Não tenho o dom da palavra, pelo menos da falada. Sou aquele tipo de pessoa que, numa festa, passa facilmente despercebida. Noto isso quando sou a última a quem passam o champanhe ou quando ninguém parece ter conversa para puxar comigo (isto faz com que, por outro lado, tenha o dom da invisibilidade, o que, convenhamos, também pode dar jeito). Prefiro grupos pequenos onde consigo ser eu mesma do que grupos grandes, especialmente quando há muita gente que não conheço, onde sinto sempre que tenho de me obrigar a participar nas conversas e acabo incomodada com o pouco interesse que desperto nos outros. Não sou, nem nunca fui, o centro das atenções, a miúda que brilha na festa e reina na pista de dança, a pessoa divertida e extrovertida que tem sempre uma piada na manga ou a resposta certa que cai bem em todas as ocasiões. Não sou, pronto.
Em contrapartida, sei que neste blogue e nas redes sociais em geral, há sempre alguém que me presta atenção, que comenta aqui e ali e dá a sua opinião, que faz like às minhas parvoíces no Facebook ou elogia o meu novo vestido no Instagram quando, na vida real, mais ninguém o faz. Bom, não quero ser injusta para a minha filha mais velha que adorou o vestido, quis ver todos os botões e pormenores e fartou-se de me gabar como me ficava bem. Fora isso, contudo, ninguém notou que trazia vestido um vestido com mais de 40 anos, que mandei arranjar à minha medida. "Mas as pessoas não adivinham", dizem-me vocês, "como queres que as pessoas saibam que trazes um vestido da tua avó se não lhes dizes"? Mas a verdadeira questão é: na vida real, as pessoas nem sequer reparam, pois não?

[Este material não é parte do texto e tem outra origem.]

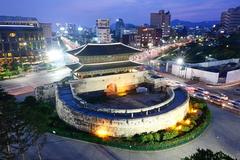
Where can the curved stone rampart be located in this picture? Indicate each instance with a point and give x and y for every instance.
(119, 124)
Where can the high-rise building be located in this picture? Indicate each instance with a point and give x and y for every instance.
(21, 43)
(161, 20)
(17, 20)
(22, 39)
(149, 37)
(119, 29)
(103, 31)
(47, 32)
(230, 20)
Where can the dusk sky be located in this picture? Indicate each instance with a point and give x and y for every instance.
(85, 12)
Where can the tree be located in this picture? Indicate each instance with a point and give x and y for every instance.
(207, 154)
(8, 73)
(16, 134)
(170, 134)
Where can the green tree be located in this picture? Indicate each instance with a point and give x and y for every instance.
(8, 73)
(170, 134)
(16, 134)
(207, 154)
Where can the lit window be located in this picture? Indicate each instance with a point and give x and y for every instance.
(12, 34)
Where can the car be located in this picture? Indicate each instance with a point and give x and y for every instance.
(234, 104)
(202, 90)
(223, 96)
(200, 96)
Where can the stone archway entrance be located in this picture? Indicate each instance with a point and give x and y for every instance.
(111, 89)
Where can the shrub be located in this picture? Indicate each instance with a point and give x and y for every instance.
(170, 134)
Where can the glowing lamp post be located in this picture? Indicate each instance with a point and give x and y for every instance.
(180, 61)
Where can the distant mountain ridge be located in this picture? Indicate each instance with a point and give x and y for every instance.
(194, 24)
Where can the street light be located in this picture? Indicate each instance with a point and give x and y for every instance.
(180, 61)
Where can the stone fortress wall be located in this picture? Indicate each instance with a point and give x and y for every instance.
(117, 126)
(100, 83)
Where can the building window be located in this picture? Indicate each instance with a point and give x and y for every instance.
(12, 34)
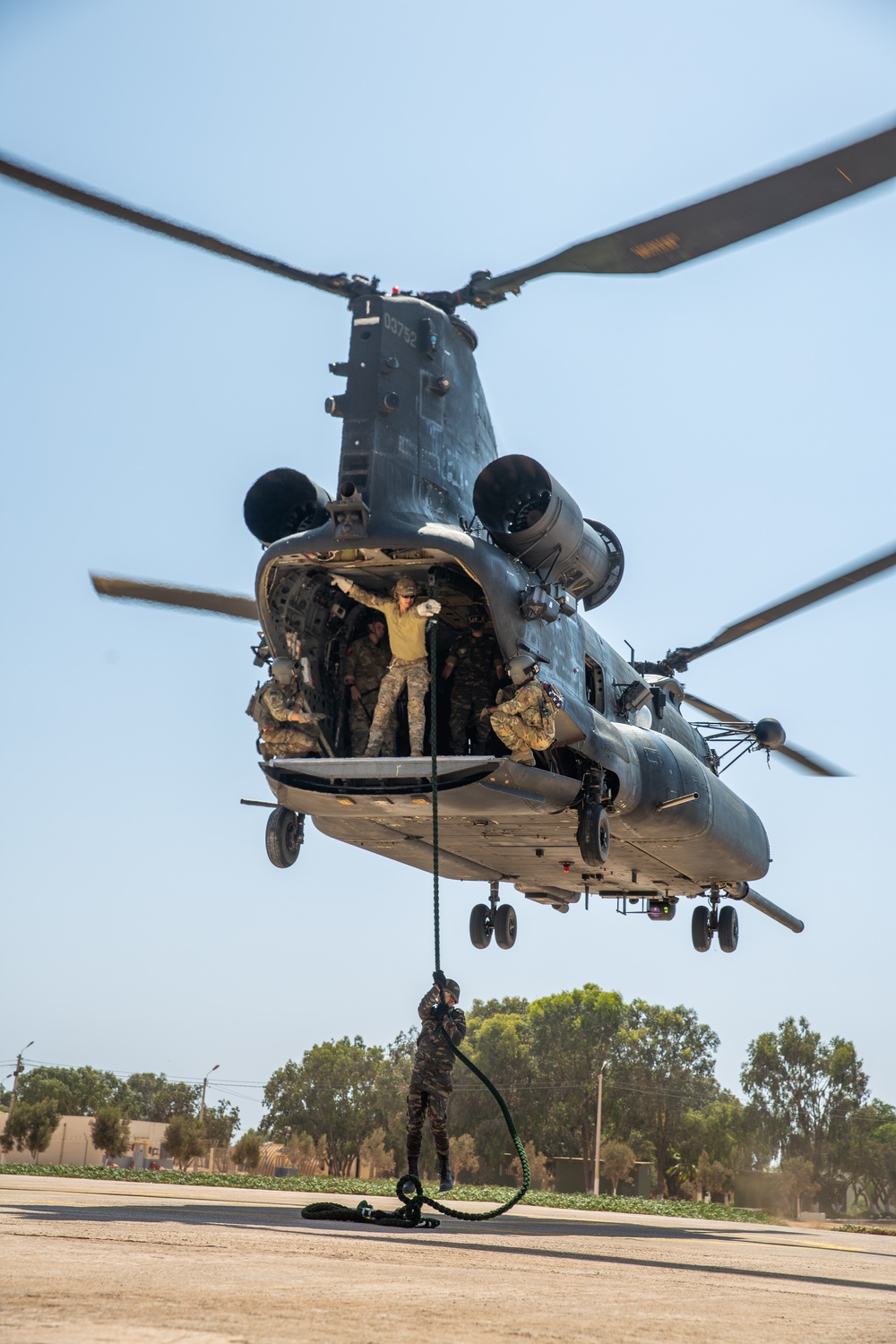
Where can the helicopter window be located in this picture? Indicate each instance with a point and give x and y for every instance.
(594, 685)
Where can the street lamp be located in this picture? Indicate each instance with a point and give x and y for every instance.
(202, 1109)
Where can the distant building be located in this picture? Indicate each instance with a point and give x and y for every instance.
(72, 1145)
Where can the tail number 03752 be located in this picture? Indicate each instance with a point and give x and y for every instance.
(400, 328)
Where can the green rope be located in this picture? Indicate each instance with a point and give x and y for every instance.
(435, 755)
(411, 1215)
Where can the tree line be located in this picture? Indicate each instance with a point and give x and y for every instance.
(47, 1093)
(807, 1115)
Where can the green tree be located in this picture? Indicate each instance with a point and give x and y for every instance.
(220, 1124)
(616, 1161)
(332, 1094)
(77, 1091)
(573, 1037)
(160, 1099)
(185, 1139)
(797, 1180)
(31, 1125)
(110, 1132)
(866, 1158)
(804, 1090)
(247, 1150)
(664, 1067)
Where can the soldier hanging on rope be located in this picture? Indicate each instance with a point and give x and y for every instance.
(525, 722)
(406, 621)
(432, 1085)
(366, 663)
(474, 663)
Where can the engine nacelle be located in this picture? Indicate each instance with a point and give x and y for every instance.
(284, 502)
(528, 513)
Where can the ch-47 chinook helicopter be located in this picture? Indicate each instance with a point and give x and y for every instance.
(629, 803)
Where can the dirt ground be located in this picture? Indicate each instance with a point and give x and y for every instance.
(85, 1262)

É claro que isto não é sobre um vestido. É sobre mim e sobre mim nas redes sociais. Sobre a liberdade de expressão que achamos que temos, mas que não passa de uma ilusão e nos pode meter em sérios sarilhos por causa de um comentário menos feliz num qualquer grupo virtual. Sobre como me tenho relacionado com as redes sociais ao longo dos anos e como a tendência está a ser para me afastar cada vez mais. Sobre como este blogue já foi tão íntimo e pessoal e, hoje em dia, não passa de um blogue displicente sobre costura, comida saudável e vestidos de velha. E sobre como eu não preciso de nada disto para ser feliz.
* O título é de José Saramago, em Ensaio sobre a Cegueira. E não, o blogue não vai acabar.